Gerald Simpson was struck and killed by a motor vehicle as he walked along a Mississippi highway in darkness after Simpson had been dropped off at the county line by Sheriff’s Deputy Darrin Fleming. Simpson was originally stopped while walking down the roadway, but his speech was unintelligible. The Plaintiffs alleged Deputy Fleming acted pursuant to an Attala County custom of picking up those viewed as vagrants and dropping them off in neighboring jurisdictions to rid the county of vagrants. The submitted evidence establishes Deputy Fleming put Simpson in the backseat of his vehicle and asked him where he resided, but Simpson was unable to articulate where he lived and merely pointed west on Highway 12, in the direction of Durant, Mississippi. Fleming drove Simpson in that direction to the point he reached the end of Attala jurisdiction and let Simpson out. Fleming was not aware Simpson had recently been released from a state hospital after twelve years of confinement for certain developmental disabilities, including a speech impediment. The family sued Fleming and the County and Fleming filed a motion for summary judgment arguing qualified immunity. The motion was granted in part and denied in part. Fleming appealed.

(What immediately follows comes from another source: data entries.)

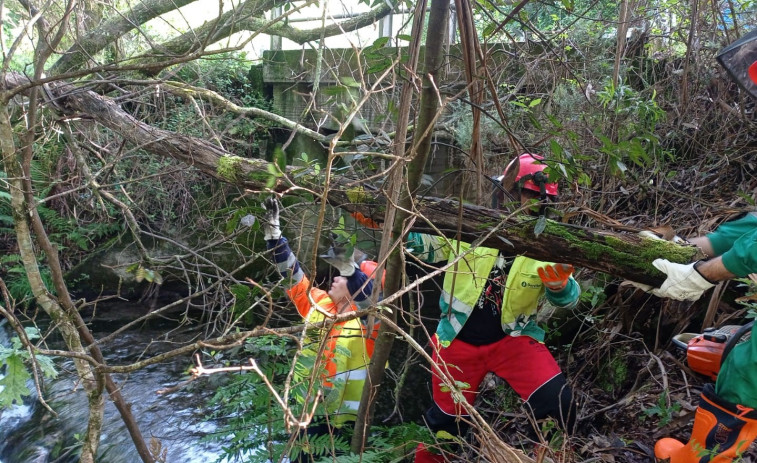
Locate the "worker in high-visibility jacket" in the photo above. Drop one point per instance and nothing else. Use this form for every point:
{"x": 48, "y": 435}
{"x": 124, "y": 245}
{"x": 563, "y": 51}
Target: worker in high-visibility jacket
{"x": 725, "y": 423}
{"x": 346, "y": 348}
{"x": 488, "y": 305}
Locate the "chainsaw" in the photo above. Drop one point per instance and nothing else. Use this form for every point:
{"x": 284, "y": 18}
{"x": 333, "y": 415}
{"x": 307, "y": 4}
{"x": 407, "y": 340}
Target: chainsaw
{"x": 705, "y": 352}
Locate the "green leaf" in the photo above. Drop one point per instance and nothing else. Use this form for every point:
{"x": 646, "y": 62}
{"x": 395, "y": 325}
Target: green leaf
{"x": 349, "y": 81}
{"x": 541, "y": 224}
{"x": 13, "y": 385}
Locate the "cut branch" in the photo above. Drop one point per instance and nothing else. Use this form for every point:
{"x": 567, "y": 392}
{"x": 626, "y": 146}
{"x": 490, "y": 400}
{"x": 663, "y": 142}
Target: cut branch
{"x": 621, "y": 254}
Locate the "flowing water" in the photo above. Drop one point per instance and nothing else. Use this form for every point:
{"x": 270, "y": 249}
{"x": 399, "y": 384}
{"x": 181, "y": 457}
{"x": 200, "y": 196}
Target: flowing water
{"x": 175, "y": 421}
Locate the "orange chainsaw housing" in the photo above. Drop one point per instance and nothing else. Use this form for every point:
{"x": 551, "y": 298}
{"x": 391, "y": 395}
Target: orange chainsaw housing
{"x": 704, "y": 352}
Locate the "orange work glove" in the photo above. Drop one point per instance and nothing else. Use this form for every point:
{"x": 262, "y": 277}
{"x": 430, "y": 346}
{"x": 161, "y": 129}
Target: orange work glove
{"x": 365, "y": 221}
{"x": 555, "y": 276}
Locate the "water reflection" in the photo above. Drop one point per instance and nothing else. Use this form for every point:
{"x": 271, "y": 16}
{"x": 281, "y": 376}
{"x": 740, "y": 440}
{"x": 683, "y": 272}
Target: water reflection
{"x": 174, "y": 424}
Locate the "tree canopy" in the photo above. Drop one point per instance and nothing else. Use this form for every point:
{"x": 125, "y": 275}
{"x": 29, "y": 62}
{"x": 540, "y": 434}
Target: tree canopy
{"x": 118, "y": 122}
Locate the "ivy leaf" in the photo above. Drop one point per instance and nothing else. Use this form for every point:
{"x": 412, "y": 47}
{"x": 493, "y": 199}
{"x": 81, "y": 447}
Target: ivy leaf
{"x": 13, "y": 385}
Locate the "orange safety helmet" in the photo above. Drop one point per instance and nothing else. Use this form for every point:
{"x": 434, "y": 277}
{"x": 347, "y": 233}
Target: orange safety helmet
{"x": 530, "y": 174}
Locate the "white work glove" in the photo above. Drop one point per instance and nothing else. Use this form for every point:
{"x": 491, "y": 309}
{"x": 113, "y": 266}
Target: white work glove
{"x": 684, "y": 282}
{"x": 337, "y": 256}
{"x": 271, "y": 226}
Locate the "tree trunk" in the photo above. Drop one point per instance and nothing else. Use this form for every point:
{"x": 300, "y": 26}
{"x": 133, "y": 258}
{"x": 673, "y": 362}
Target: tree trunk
{"x": 621, "y": 254}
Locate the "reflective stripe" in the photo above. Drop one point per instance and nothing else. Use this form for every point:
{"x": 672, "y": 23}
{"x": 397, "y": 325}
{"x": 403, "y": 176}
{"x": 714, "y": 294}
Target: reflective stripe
{"x": 456, "y": 304}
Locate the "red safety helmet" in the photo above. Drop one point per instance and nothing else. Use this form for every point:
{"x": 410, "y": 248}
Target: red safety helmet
{"x": 530, "y": 174}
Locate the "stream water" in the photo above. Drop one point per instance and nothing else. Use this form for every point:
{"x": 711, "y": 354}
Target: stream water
{"x": 176, "y": 421}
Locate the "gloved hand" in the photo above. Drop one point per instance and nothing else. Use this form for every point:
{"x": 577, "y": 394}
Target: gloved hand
{"x": 684, "y": 282}
{"x": 271, "y": 226}
{"x": 555, "y": 276}
{"x": 337, "y": 256}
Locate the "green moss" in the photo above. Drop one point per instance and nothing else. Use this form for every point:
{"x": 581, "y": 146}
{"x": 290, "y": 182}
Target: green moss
{"x": 229, "y": 167}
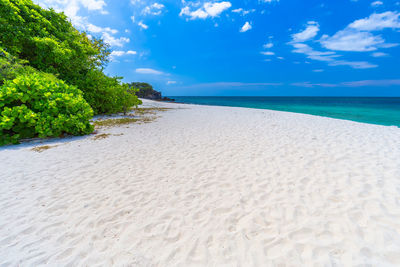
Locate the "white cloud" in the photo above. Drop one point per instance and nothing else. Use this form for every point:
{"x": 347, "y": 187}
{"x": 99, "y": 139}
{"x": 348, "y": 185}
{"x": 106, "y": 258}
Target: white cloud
{"x": 113, "y": 41}
{"x": 115, "y": 54}
{"x": 268, "y": 45}
{"x": 329, "y": 57}
{"x": 353, "y": 64}
{"x": 357, "y": 37}
{"x": 313, "y": 54}
{"x": 96, "y": 29}
{"x": 379, "y": 54}
{"x": 376, "y": 3}
{"x": 246, "y": 27}
{"x": 142, "y": 25}
{"x": 122, "y": 53}
{"x": 154, "y": 9}
{"x": 242, "y": 11}
{"x": 267, "y": 53}
{"x": 352, "y": 40}
{"x": 310, "y": 32}
{"x": 208, "y": 9}
{"x": 149, "y": 71}
{"x": 377, "y": 22}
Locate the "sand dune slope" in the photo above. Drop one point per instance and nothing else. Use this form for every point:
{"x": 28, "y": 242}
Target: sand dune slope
{"x": 207, "y": 186}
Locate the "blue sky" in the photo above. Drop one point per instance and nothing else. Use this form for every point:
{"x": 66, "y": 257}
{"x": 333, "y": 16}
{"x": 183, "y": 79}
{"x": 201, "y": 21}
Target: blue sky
{"x": 253, "y": 47}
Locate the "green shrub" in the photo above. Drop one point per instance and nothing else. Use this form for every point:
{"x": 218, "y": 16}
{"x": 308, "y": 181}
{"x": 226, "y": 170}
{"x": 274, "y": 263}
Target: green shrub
{"x": 40, "y": 105}
{"x": 47, "y": 41}
{"x": 106, "y": 95}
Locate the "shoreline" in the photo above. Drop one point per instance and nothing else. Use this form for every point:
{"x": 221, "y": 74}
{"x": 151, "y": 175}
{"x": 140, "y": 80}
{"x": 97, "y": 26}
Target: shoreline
{"x": 322, "y": 109}
{"x": 206, "y": 186}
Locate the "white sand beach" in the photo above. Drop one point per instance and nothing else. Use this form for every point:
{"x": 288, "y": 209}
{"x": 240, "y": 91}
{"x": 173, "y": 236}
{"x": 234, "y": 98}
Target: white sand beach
{"x": 206, "y": 186}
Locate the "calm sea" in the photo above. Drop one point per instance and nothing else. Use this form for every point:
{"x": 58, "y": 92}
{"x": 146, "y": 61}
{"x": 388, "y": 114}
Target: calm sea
{"x": 375, "y": 110}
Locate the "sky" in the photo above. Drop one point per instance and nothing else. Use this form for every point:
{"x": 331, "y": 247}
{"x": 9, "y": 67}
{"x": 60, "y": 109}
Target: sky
{"x": 248, "y": 47}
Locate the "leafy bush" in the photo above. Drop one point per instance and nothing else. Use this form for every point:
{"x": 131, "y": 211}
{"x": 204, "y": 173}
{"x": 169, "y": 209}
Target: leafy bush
{"x": 41, "y": 105}
{"x": 106, "y": 94}
{"x": 11, "y": 67}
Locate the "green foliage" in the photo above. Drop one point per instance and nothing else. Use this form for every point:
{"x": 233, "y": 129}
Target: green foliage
{"x": 48, "y": 42}
{"x": 106, "y": 94}
{"x": 41, "y": 105}
{"x": 144, "y": 90}
{"x": 11, "y": 67}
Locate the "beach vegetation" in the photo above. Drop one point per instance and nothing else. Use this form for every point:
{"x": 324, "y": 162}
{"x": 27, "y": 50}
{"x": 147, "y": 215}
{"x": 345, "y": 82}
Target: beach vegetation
{"x": 40, "y": 105}
{"x": 52, "y": 75}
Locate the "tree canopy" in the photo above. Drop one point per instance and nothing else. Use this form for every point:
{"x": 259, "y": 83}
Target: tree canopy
{"x": 36, "y": 41}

The Fourth Amendment generally prohibits an officer from seizing and detaining an individual without “probable cause.” A police officer may approach a person for purposes of investigating possible criminal behavior (i.e. Terry stop). The court determined a reasonable person in Simpson’s position would not have felt free to leave. The transport was also not reasonable given the circumstances. The seizure was not for Terry stop purposes and was significantly more intrusive than a brief detention for identification or investigatory purposes. It also was law previously established which Deputy Fleming should have known. As a result, it was proper to deny qualified immunity for the Fourth Amendment claim.

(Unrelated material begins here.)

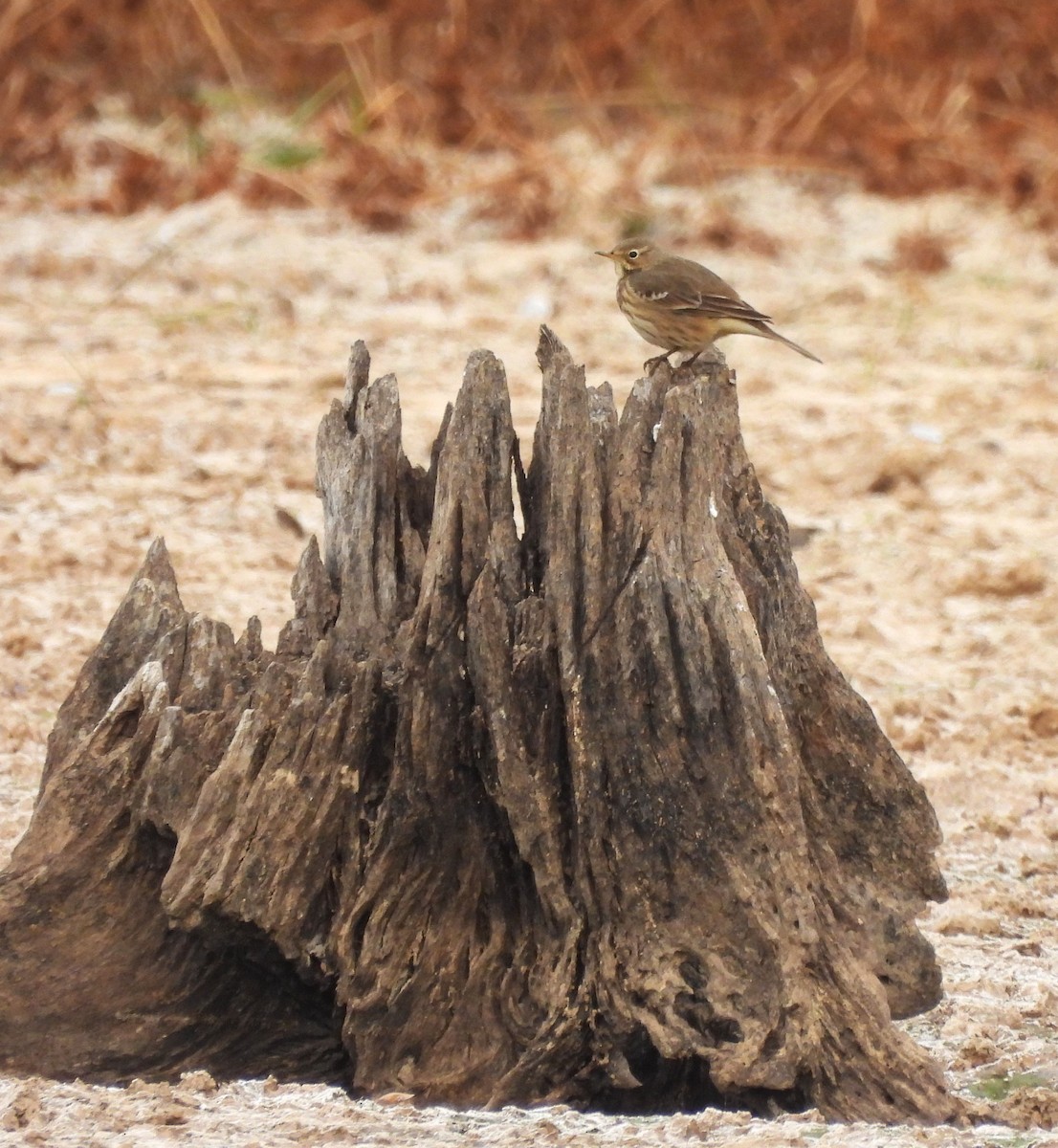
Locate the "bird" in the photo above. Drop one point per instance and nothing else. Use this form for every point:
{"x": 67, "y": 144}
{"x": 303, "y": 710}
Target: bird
{"x": 680, "y": 305}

Next, for Fourteenth Amendment purposes, as a general matter, a State does not have an affirmative duty to protect an individual from violence by private actors. An exception exists in other circuits for a “state-created-danger” theory where the entity and plaintiff are in a special relationship. However, a “special relationship” only arises when a person is involuntarily confined or otherwise restrained against his will pursuant to a governmental order. The law was not clearly defined at the time to allow Deputy Fleming to know it might apply. The Fifth Circuit has never recognized this “state-created-danger” exception. As a result, the Fourteenth Amendment claims should have been dismissed. Finally, Plaintiffs have not demonstrated a clearly established substantive due process right on the facts they allege.